BJP warns government working itself into an RSS paranoia

BJP has warned that the Congress government is working itself into the same paranoia that gripped it just before Indira Gandhi imposed the National Emergency in 1975.

Party Spokesperson pointed out that statements from the home minister — portraying peaceful protests against corruption as a threat to Parliamentary democracy and calling them political blackmail, destabilization of the government etc.. — point to a government fast losing its grip on reality. She warned that it is working itself into a delusional world like another Congress government did 35 years ago.

“Jaiprakash Narayan [who led a social justice movement in the 1970s] was called an RSS agent.. VP Singh [who fought corruption] was called an RSS agent… It is the same phobia that they are showing now. The ministers talk in the same way. Congress’ phobia never changes,” Seetharaman said.

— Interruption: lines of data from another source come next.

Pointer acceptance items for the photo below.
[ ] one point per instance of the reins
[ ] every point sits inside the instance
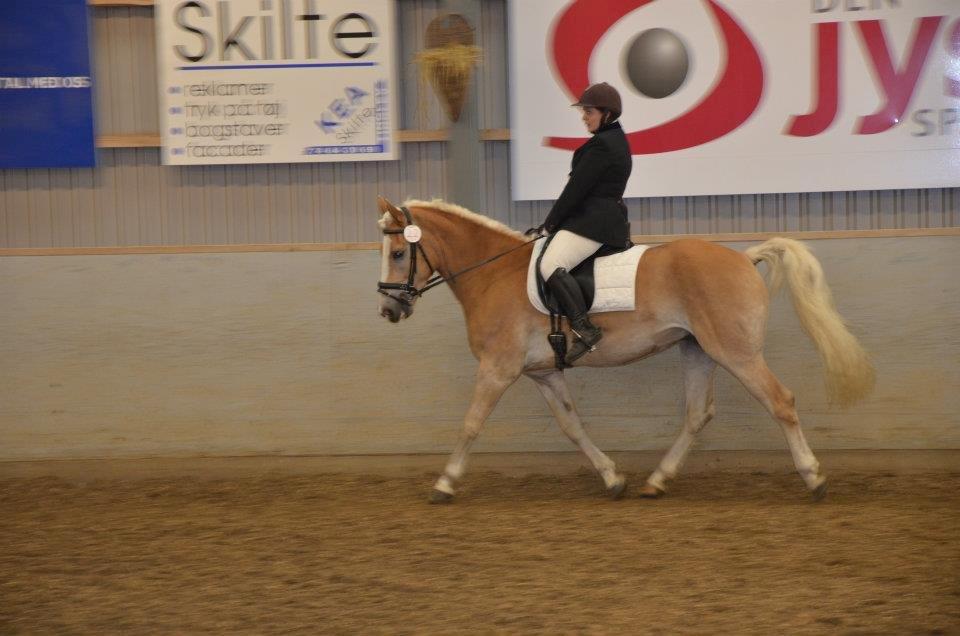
(438, 279)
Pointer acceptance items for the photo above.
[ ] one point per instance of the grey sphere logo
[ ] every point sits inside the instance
(656, 63)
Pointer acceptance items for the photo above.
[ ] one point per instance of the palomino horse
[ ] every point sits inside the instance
(707, 298)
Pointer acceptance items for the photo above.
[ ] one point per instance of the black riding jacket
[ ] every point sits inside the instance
(591, 204)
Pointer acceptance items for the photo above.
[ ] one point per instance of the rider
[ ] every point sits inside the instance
(590, 212)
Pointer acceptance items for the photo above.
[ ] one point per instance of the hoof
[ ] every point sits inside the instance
(438, 497)
(616, 491)
(820, 492)
(650, 492)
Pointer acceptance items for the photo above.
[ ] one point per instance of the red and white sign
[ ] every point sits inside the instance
(742, 96)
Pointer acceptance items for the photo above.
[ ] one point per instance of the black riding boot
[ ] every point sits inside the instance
(567, 292)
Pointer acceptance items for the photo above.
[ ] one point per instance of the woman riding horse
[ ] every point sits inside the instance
(590, 212)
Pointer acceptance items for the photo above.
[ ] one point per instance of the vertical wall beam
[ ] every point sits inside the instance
(465, 152)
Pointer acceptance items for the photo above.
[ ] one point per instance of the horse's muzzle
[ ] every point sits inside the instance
(395, 309)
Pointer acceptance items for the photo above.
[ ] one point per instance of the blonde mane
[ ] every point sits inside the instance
(464, 213)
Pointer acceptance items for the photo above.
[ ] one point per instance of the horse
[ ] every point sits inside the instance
(708, 299)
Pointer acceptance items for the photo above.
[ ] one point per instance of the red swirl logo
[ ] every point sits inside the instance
(731, 101)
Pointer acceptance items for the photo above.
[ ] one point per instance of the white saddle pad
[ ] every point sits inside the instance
(614, 275)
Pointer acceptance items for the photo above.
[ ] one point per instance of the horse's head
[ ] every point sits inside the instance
(404, 269)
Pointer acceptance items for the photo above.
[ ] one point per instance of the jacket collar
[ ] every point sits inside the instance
(614, 124)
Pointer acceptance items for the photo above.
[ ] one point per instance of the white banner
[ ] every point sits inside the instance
(276, 81)
(742, 96)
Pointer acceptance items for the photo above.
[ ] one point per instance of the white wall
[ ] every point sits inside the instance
(284, 353)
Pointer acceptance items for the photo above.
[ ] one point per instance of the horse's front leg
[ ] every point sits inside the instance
(554, 388)
(491, 383)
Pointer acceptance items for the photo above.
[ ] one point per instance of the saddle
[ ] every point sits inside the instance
(584, 274)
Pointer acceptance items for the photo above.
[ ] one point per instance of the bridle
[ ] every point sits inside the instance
(408, 290)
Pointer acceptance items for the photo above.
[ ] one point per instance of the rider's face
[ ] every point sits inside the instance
(591, 118)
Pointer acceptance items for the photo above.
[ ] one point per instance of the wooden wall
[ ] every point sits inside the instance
(284, 353)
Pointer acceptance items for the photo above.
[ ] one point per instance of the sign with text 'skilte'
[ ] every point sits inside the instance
(742, 96)
(46, 98)
(276, 81)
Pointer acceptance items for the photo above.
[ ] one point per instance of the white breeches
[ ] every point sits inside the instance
(566, 250)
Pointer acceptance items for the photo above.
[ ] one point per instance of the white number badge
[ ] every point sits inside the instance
(412, 233)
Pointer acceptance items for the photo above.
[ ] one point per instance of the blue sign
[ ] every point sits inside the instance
(46, 92)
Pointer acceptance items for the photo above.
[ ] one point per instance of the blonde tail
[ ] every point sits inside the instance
(849, 372)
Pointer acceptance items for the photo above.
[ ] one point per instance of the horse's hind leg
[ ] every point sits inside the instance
(698, 380)
(779, 401)
(553, 386)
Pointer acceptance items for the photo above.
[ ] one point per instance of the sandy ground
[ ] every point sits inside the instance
(359, 554)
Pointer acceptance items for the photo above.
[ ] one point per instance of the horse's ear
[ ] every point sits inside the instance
(386, 206)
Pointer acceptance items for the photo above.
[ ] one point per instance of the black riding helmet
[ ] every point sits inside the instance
(602, 96)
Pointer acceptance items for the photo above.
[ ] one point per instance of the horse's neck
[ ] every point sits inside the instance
(464, 244)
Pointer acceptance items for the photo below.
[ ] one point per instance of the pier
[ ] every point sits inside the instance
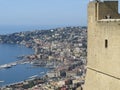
(9, 65)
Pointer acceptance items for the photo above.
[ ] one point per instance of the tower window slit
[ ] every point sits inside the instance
(106, 43)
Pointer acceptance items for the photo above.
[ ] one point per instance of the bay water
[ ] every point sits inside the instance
(9, 53)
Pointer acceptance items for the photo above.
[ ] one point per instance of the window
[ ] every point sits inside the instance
(106, 43)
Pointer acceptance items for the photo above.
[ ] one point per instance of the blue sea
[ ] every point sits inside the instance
(9, 53)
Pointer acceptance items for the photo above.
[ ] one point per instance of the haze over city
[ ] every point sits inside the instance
(34, 14)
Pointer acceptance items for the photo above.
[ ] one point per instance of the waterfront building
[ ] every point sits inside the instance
(103, 67)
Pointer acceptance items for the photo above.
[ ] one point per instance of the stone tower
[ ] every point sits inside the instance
(103, 67)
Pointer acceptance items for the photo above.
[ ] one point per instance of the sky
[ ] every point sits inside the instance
(32, 13)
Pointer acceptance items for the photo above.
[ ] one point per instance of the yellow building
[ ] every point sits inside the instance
(103, 67)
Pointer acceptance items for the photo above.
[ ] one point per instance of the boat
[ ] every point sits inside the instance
(34, 76)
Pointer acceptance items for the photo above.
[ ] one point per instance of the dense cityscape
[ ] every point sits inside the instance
(63, 50)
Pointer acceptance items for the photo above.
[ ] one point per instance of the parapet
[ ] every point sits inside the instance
(105, 10)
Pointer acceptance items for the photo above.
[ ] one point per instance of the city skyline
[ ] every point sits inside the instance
(43, 12)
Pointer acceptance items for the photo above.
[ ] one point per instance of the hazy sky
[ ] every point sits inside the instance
(43, 12)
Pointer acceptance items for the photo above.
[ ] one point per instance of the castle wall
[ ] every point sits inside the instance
(103, 67)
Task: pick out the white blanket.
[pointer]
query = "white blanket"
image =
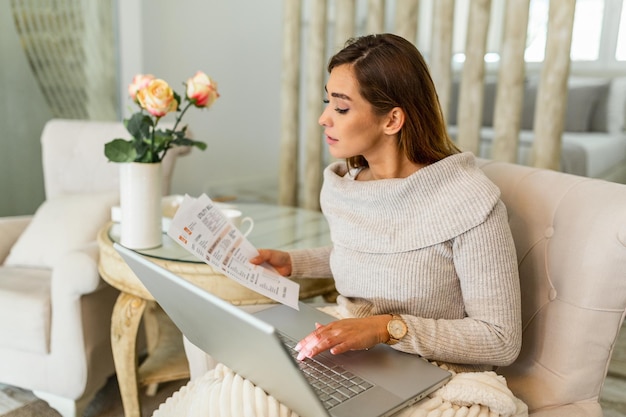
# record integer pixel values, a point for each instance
(222, 393)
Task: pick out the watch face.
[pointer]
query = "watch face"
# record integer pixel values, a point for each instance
(396, 328)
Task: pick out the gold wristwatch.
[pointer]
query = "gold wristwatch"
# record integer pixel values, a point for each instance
(396, 327)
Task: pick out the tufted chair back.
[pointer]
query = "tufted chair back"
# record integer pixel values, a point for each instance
(570, 235)
(65, 152)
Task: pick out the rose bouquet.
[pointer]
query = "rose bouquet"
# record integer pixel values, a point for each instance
(156, 99)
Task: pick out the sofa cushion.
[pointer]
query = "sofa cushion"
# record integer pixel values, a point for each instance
(26, 292)
(60, 225)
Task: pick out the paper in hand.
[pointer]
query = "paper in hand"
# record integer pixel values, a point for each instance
(201, 228)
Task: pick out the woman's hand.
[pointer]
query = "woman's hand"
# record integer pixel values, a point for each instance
(343, 335)
(281, 261)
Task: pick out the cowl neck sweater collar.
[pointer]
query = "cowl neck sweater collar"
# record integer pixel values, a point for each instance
(431, 206)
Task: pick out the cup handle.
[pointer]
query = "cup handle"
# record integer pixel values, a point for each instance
(250, 227)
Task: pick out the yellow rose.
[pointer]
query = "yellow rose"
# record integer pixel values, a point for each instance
(202, 90)
(157, 98)
(140, 81)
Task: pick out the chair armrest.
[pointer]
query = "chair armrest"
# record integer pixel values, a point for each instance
(10, 230)
(76, 273)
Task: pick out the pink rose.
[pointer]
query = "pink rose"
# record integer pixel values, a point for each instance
(202, 90)
(157, 98)
(139, 82)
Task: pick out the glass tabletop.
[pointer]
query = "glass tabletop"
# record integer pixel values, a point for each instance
(275, 227)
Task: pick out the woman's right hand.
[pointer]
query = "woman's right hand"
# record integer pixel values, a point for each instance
(280, 260)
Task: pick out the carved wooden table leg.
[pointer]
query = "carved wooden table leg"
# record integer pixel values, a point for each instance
(125, 322)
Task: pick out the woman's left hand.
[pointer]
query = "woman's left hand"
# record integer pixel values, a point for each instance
(343, 335)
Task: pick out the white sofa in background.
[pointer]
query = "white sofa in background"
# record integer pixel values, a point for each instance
(594, 137)
(55, 310)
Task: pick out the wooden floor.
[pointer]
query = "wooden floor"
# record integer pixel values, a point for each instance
(613, 398)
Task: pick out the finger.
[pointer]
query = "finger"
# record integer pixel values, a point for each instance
(261, 257)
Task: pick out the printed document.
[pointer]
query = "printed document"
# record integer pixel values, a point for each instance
(201, 228)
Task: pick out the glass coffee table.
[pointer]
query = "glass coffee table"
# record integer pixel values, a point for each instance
(277, 227)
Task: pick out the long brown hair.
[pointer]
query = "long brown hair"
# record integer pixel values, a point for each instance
(391, 72)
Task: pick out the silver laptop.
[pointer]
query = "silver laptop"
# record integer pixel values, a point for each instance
(375, 382)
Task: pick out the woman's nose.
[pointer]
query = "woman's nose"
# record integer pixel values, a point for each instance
(323, 120)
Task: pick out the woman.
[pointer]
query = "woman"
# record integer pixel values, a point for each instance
(422, 254)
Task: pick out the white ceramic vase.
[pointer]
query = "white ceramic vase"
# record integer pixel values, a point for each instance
(140, 204)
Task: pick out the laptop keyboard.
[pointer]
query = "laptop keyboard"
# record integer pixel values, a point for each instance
(332, 383)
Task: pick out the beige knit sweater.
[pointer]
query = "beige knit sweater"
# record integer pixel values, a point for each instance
(434, 247)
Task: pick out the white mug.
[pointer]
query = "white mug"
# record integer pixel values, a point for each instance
(236, 217)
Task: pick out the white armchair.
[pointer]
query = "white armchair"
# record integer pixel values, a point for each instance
(55, 310)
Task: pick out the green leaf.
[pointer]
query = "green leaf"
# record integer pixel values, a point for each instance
(189, 142)
(120, 150)
(139, 126)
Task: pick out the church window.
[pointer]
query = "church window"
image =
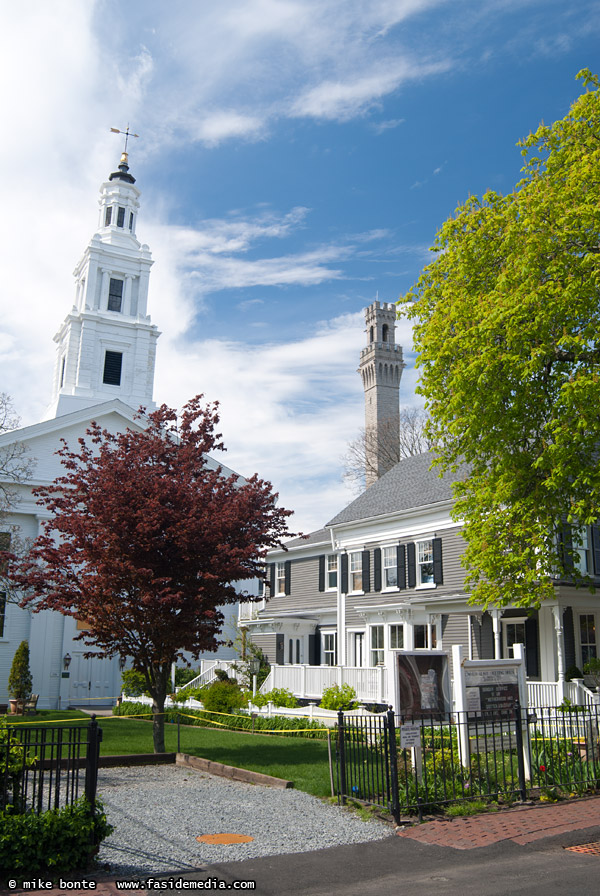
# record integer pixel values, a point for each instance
(115, 294)
(113, 362)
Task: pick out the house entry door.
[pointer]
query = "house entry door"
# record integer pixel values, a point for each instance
(91, 680)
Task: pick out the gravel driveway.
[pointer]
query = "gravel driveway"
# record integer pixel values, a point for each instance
(158, 811)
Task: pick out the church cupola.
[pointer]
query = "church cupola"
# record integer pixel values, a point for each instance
(107, 342)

To its credit, the Government has never openly accused the anti-corruption movement launched by Anna Hazare as a front for the RSS [the Rashtriya Swayamsevak Sangh or National Volunteer Brigade.] However, it has deemed such satyagrahas and protests as ‘blackmail’, not in accordance with democracy, threat to the country’s stability etc..

The Congress, in its current left-of-centre avatar, is philosophically opposed to the RSS, which advocates a return of core “Hindu” values and culture.

“When the Congress does not have answers to charges of corruption, they resort to calling it communal agenda,” Seetharaman pointed out.

The warning is not the first or the only one that the Government may be working itself into a paranoia. Others, including Justice Santosh Hegde and other legal and political luminaries too have compared the statements coming from the Government to those made by Indira Gandhi just before she imposed the emergency.

Similarly to Gandhian Anna Hazare, in the early 1970s, another Gandhian Jayaprakash Narayan had been agitating in Bihar for a change in provincial government, and increasingly resorted to direct popular action against the Central Government through satyagrahas, like Anna.

Narayan and his supporters sought to unify students, peasants, and labour organisations in a ‘Total Revolution’ to nonviolently transform Indian society. Indira’s party was defeated in Gujarat by a coalition of parties calling itself the Janata Party (People’s Party), and even faced an all-party, no-confidence motion in Parliament.

At that time too, the Congress blamed the RSS, which was seen close to opposition leaders, as crucial to using its large organizational base and cadre to organize protests against the Government. It was banned and thousands of its workers were imprisoned, even as the cadre-based organization continued to urge its members and supporters to participate in Satyagraha (peaceful protests) against the emergency.

The RSS is often blamed by the Congress for having inherited the legacy of pre-independence Hindu right wing political groups, one of which assassinated the father of the Nation Mahatma Gandhi. RSS is also portrayed as anti-minorities due to its emphasis on creating a more traditional, nationalist, aggressive India.

The current BJP (Bhartiya Janata Party) is an offshoot of the Janatha Party formed during the 1970s — the first credible opposition to the Congress in India’s heart-land. BJP continues to take “ideological guidance” and direction from RSS, which also conducts programs to prevent conversion of Hindus into Muslims and Christians and ‘reconversion’ of such converts.